Dans un communiqué diffusé via ses canaux de propagande, l’organisation jihadiste a déclaré avoir visé des symboles forts de l’État, notamment la résidence du président de la transition, le général Assimi Goïta, le siège du ministère de la Défense dirigé par le général Sadio Camara, ainsi que l’aéroport international Modibo Keïta de Bamako. Au-delà de la capitale, le mouvement prétend avoir pris le contrôle de Mopti et de positions stratégiques à Sévaré, Gao et Kati. Fait marquant de cette offensive, le JNIM revendique également la prise de Kidal en coordination avec le Front pour la Libération de l’Azawad (FLA). Le groupe a par ailleurs réitéré sa volonté de cibler les partenaires russes des FAMa, conditionnant une cessation des hostilités au retrait de ces derniers.
Face à ces déclarations, l’état-major général des armées a répliqué par une communication ferme, annonçant qu’une vaste opération de ratissage est actuellement en cours dans les localités touchées.
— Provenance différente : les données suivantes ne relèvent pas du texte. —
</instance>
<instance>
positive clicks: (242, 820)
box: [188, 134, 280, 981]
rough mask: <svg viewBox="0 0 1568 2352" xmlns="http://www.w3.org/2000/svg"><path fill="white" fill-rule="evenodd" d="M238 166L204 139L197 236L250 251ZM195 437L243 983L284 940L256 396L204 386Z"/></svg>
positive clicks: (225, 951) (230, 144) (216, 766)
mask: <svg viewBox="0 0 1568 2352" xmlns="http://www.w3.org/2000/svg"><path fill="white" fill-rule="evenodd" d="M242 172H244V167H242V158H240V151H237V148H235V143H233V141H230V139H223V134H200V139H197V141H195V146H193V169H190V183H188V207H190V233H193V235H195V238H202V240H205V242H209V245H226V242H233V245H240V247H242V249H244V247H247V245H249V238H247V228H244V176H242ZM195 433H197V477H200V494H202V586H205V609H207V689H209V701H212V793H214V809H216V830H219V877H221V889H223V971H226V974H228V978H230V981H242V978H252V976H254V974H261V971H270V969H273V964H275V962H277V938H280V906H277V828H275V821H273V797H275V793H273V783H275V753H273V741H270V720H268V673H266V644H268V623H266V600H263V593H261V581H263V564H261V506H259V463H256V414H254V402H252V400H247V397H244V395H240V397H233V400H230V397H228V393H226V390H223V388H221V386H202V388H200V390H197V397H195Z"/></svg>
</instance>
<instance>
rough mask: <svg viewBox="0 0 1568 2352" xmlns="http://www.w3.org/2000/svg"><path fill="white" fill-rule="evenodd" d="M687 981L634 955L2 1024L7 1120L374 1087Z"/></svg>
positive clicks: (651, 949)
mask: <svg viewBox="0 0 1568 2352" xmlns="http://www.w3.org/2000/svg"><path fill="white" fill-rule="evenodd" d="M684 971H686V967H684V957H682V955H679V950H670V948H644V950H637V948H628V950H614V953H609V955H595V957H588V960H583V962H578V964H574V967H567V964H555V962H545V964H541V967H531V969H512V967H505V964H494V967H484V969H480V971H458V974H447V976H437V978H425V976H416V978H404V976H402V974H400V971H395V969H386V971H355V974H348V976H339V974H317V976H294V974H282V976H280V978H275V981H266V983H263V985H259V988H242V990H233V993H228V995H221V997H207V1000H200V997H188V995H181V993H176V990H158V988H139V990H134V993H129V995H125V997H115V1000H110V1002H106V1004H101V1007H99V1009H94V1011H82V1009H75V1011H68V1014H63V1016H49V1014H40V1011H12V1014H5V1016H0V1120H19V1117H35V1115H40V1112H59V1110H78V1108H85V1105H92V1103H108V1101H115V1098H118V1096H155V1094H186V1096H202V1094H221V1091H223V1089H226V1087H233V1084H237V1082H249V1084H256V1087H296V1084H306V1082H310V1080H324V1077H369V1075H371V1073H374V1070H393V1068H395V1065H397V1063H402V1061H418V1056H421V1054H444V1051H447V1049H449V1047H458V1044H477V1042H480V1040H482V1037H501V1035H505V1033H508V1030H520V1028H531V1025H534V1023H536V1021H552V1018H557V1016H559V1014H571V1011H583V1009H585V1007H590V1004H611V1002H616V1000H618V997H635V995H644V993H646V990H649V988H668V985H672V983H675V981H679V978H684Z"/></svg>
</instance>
Les autorités militaires font état de la neutralisation de plusieurs centaines de combattants terroristes et saluent la réaction vigoureuse des troupes au sol. Tout en précisant que les évaluations humaines et matérielles se poursuivent, l’état-major assure que la situation est désormais « totalement sous contrôle » et exhorte les populations à la vigilance face à la désinformation.
L’onde de choc de ces événements a immédiatement dépassé les frontières maliennes. Alors que l’ambassade des États-Unis appelait ses ressortissants à restreindre leurs mouvements, la communauté internationale a multiplié les condamnations. Mahmoud Ali Youssouf, président de la Commission de l’Union africaine, a exprimé sa vive préoccupation face à des actes menaçant la stabilité régionale. Malgré le retrait du Mali de la CEDEAO, l’organisation régionale, ainsi que des pays voisins comme le Bénin, le Sénégal et la Mauritanie, ont fermement dénoncé cette flambée de violence, réaffirmant leur solidarité avec le peuple malien dans cette épreuve sécuritaire majeure.
Au cours de ces malheureux événements, le ministre malien de la défense a trouvé la mort.